We logged a call with both HP (SAN Providers) and Microsoft Premier Support. After a lengthy discussion with both parties we came to the realisation that the issue was being caused by the DSM for MPIO. On Microsoft recommendations we removed the HP DSM for MPIO software from the 4 SAN Nodes, after removing the software from the First Node we noticed an immediate improvement as we were able to talk to certain Shared Volumes and the Witness. Once the Software had been removed from all Nodes are SAN appeared to be fully functional.
At this Stage both Microsoft & HP recommended that we install the latest version of HP DSM. So we installed “HP StoreVirtual DSM for MPIO Installer AT004 10503” this brought it upto version 10.0.0.1486.1. The San appeared to remain stable, we were able to talk to the Witness, all CSV’s and we spot checked Live Migrate, Quick Migrate and Move VM to another Node. All appeared to work at this point.
***** Issue*****
The following day we carried out a full health check to confirm that all servers could migrate using all 3 methods.
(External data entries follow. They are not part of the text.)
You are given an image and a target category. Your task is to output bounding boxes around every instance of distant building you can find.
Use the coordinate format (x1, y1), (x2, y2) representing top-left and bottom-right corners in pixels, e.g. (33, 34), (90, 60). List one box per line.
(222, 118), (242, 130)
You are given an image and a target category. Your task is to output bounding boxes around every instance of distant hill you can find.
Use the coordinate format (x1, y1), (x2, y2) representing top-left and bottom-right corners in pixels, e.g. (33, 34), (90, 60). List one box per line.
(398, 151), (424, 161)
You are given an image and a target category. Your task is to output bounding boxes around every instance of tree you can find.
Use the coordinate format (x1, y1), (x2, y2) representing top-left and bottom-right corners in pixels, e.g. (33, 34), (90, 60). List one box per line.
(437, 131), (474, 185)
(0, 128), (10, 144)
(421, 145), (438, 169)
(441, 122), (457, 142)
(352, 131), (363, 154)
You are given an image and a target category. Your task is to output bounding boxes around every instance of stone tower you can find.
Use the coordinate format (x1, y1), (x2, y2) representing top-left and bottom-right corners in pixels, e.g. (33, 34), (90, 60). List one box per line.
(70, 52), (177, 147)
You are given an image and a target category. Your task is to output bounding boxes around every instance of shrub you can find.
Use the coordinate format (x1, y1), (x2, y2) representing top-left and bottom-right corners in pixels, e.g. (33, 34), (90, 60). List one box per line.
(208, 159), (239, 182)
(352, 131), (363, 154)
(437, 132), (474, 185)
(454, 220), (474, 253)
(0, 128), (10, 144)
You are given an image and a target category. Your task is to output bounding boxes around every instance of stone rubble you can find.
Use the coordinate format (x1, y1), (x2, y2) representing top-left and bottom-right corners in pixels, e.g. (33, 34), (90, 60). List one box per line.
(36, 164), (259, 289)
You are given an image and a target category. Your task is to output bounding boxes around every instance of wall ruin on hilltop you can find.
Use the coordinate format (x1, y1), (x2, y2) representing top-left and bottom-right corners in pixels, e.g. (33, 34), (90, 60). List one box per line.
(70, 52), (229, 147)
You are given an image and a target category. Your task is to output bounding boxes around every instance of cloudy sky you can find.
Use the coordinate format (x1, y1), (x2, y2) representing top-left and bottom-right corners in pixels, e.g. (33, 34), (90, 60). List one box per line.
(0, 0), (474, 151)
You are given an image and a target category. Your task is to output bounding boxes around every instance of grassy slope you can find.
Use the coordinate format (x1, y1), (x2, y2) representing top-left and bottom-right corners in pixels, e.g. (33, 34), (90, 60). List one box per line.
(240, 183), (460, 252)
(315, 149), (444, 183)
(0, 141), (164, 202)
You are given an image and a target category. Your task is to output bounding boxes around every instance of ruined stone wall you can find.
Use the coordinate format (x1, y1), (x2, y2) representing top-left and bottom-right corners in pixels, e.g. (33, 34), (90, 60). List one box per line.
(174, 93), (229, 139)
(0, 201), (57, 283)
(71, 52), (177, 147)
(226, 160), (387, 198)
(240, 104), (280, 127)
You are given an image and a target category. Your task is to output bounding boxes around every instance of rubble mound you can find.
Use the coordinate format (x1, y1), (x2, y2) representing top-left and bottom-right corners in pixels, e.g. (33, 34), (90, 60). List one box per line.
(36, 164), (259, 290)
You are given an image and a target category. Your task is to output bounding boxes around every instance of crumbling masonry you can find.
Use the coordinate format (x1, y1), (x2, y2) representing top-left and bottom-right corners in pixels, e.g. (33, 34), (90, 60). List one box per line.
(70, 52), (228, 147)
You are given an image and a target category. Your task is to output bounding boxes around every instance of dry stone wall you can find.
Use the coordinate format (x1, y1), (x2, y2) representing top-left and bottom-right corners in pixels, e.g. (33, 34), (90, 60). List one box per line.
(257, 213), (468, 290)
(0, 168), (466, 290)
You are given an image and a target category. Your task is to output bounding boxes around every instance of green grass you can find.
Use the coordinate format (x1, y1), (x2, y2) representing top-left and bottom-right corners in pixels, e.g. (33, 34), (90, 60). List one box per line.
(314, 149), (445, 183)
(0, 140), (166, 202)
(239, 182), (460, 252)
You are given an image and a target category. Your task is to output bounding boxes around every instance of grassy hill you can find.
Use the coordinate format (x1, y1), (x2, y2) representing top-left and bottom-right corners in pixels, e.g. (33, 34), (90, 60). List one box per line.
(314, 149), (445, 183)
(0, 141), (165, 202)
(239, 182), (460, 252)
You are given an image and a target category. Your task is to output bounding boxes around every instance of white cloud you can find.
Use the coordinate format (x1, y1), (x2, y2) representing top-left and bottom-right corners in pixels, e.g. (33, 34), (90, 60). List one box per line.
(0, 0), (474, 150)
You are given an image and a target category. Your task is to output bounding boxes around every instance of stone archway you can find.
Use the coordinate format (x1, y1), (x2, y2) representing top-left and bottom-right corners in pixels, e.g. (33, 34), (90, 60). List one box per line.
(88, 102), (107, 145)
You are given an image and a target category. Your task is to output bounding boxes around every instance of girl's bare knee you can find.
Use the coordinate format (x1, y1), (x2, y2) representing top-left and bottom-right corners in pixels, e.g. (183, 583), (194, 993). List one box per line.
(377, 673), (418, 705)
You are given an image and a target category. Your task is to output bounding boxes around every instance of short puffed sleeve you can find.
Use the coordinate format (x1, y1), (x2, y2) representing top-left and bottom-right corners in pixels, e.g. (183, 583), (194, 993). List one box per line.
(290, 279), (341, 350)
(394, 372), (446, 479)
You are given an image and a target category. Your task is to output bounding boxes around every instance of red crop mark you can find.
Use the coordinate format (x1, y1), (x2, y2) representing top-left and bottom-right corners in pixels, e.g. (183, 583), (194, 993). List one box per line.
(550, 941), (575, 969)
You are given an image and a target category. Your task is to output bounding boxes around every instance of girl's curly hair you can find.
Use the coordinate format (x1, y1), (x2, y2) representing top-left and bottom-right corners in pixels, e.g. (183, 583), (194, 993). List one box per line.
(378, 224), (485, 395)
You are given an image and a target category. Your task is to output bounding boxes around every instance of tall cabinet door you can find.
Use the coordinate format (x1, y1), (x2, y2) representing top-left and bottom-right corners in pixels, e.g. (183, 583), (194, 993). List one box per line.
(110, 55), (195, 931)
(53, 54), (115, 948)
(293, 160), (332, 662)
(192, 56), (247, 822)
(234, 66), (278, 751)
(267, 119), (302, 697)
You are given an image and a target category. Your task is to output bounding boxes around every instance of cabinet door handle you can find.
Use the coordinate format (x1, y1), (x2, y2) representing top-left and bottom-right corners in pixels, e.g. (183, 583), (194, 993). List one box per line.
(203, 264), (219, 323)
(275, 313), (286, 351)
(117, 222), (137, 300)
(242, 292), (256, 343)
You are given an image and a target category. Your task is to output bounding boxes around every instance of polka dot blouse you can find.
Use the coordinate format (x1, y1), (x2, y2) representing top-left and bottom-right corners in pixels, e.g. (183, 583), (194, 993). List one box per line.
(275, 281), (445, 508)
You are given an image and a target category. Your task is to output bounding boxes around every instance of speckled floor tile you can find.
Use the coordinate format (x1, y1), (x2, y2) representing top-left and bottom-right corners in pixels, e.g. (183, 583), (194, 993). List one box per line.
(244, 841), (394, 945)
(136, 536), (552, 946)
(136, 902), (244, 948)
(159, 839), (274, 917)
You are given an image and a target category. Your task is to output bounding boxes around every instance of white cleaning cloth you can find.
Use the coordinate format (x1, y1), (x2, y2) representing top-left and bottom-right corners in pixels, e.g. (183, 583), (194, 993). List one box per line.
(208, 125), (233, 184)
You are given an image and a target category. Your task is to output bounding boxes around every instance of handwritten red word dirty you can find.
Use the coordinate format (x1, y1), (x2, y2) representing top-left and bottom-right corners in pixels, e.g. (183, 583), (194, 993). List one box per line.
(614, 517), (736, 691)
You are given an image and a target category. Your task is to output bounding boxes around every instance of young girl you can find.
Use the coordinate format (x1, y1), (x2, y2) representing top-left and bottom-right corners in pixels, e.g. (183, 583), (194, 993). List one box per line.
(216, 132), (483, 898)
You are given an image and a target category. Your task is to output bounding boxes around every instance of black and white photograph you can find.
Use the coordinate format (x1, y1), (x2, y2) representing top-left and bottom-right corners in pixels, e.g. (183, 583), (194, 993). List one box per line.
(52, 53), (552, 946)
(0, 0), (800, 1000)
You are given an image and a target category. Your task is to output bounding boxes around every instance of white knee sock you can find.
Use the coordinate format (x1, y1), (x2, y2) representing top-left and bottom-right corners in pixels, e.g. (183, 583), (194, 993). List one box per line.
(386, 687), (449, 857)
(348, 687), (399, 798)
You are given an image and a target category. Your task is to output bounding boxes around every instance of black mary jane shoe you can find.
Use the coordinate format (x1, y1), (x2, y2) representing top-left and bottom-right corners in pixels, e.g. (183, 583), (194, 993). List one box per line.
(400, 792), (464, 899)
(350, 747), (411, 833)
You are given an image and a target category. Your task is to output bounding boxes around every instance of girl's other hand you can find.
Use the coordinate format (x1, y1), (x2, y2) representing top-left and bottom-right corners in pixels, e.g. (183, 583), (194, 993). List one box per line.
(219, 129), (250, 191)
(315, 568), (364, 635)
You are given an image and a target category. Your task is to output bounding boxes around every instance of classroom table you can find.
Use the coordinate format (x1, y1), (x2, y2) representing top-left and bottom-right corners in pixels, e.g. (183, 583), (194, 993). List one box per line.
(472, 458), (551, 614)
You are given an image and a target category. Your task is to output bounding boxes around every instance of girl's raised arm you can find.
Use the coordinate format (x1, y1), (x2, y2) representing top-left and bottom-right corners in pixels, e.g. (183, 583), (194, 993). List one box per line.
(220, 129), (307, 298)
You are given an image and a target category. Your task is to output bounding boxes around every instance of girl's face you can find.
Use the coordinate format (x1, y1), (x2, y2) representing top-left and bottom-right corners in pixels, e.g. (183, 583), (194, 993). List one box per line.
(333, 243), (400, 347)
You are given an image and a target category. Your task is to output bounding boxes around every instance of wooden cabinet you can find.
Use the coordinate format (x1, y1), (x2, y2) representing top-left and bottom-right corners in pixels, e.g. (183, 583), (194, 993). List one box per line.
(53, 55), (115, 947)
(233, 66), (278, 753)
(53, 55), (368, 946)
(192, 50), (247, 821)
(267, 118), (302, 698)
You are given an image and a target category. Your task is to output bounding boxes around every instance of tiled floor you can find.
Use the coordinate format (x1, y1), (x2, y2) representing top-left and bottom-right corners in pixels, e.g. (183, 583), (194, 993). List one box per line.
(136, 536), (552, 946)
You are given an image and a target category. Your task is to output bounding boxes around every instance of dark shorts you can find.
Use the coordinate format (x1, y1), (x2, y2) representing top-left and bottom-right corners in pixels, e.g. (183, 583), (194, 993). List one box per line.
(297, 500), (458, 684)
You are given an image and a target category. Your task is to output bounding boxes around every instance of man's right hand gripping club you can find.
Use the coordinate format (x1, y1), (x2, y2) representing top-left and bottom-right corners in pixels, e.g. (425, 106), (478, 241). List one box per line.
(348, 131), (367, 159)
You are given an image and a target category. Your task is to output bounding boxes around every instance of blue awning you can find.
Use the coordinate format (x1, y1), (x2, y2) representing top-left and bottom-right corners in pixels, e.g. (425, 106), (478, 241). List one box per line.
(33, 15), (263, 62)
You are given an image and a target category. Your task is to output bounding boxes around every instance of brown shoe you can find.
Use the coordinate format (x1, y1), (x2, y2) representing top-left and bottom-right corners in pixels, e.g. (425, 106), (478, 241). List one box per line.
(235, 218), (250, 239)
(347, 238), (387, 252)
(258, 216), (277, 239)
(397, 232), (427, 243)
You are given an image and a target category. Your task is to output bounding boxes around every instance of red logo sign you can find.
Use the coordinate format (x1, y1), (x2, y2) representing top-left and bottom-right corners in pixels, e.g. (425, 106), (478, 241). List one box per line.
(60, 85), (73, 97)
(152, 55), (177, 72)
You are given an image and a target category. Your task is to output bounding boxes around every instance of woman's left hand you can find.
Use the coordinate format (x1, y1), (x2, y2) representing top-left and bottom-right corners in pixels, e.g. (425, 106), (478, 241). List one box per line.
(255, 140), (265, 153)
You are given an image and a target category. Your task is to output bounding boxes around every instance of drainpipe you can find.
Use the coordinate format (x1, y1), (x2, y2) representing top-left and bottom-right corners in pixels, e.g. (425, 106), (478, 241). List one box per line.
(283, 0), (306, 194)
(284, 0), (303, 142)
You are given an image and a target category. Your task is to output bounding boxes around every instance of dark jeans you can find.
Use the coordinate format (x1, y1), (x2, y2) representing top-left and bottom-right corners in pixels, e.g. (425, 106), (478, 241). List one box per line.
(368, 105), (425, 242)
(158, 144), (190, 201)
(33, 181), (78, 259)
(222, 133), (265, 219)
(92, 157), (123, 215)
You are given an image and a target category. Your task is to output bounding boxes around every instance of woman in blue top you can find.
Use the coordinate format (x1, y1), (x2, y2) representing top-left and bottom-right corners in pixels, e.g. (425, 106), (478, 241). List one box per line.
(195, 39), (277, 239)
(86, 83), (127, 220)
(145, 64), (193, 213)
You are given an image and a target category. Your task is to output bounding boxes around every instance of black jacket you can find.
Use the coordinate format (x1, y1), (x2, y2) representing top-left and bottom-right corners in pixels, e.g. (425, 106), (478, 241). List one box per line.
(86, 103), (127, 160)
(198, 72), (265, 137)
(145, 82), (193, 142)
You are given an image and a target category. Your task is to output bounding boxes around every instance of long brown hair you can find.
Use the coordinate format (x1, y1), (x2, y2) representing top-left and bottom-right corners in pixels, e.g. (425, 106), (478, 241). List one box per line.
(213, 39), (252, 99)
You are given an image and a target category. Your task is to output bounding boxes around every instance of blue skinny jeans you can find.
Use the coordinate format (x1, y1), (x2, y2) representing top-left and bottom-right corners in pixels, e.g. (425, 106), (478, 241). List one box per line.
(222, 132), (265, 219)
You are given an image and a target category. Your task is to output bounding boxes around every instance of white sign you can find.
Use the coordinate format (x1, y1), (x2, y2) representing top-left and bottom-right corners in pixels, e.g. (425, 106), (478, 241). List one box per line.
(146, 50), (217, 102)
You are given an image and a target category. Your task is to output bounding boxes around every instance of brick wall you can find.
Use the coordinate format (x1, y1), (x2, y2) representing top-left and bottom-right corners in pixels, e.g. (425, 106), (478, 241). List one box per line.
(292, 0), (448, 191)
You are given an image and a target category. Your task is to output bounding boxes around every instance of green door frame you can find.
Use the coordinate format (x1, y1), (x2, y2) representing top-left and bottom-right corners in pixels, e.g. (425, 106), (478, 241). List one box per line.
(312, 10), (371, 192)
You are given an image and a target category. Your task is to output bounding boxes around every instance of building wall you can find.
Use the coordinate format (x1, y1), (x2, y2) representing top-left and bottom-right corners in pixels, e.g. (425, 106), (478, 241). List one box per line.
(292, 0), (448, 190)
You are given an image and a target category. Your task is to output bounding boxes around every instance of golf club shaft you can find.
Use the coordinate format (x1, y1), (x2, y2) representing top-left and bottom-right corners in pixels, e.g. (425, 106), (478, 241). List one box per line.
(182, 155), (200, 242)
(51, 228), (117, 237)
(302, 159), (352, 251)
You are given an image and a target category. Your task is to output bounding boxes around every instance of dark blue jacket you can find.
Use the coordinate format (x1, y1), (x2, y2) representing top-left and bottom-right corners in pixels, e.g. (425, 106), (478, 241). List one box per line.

During our testing we discover several of the VM’s were unable to migrate from a particular Node2. We were able to migrate VM’s onto this node but not off it. Several other VM also seemed to have issues migrating onto other Nodes.
The VM’s affected have multiple OS, live in different CSV’s and are managed by different Nodes. Although these VM’s are unable to Live Migrate the majority of them will quick migrate or can be moved to another node.
*****Testing******
During are testing we have tried several tests to see if we can stop the potential issue. None of which has caused any difference when live migrating
- Restarted the HyperV Host Server
- Re installing the virtual quest services
- Remove the network connection from the VM
- Remove the Virtual Network Adapter
- Readded the Virtual Adapter (Synethic Adapter)
- Re created the Live Migration Team
Questions
- Has anyone else come across these issues after applying latest SPP version
- Is there any best practice methods for troubleshooting this issue
- Which is the best DSM for MPIO for a Left Hand P4000 SAN
- We are thinking of reverting back to the Microsoft DSM for MPIO, is this likely to cause any additional issues?
- What is the best way to revert back to the Microsoft DSM for MPIO (one Host Server at a time, or all at the same time?)
At this point it might be relevant to mention that we have set up a HP Team for Live Migration. All Teams have been set identically, same NICs (one onboard nic and one external nic) all set with LACP, same naming conventions. We have noticed that when we try to migrate from Node2 the Network Migration Team traffic fluctuates between 0.1% & 0.3% of the Nic Capability, while on other Host Servers it transfers at 35-40%.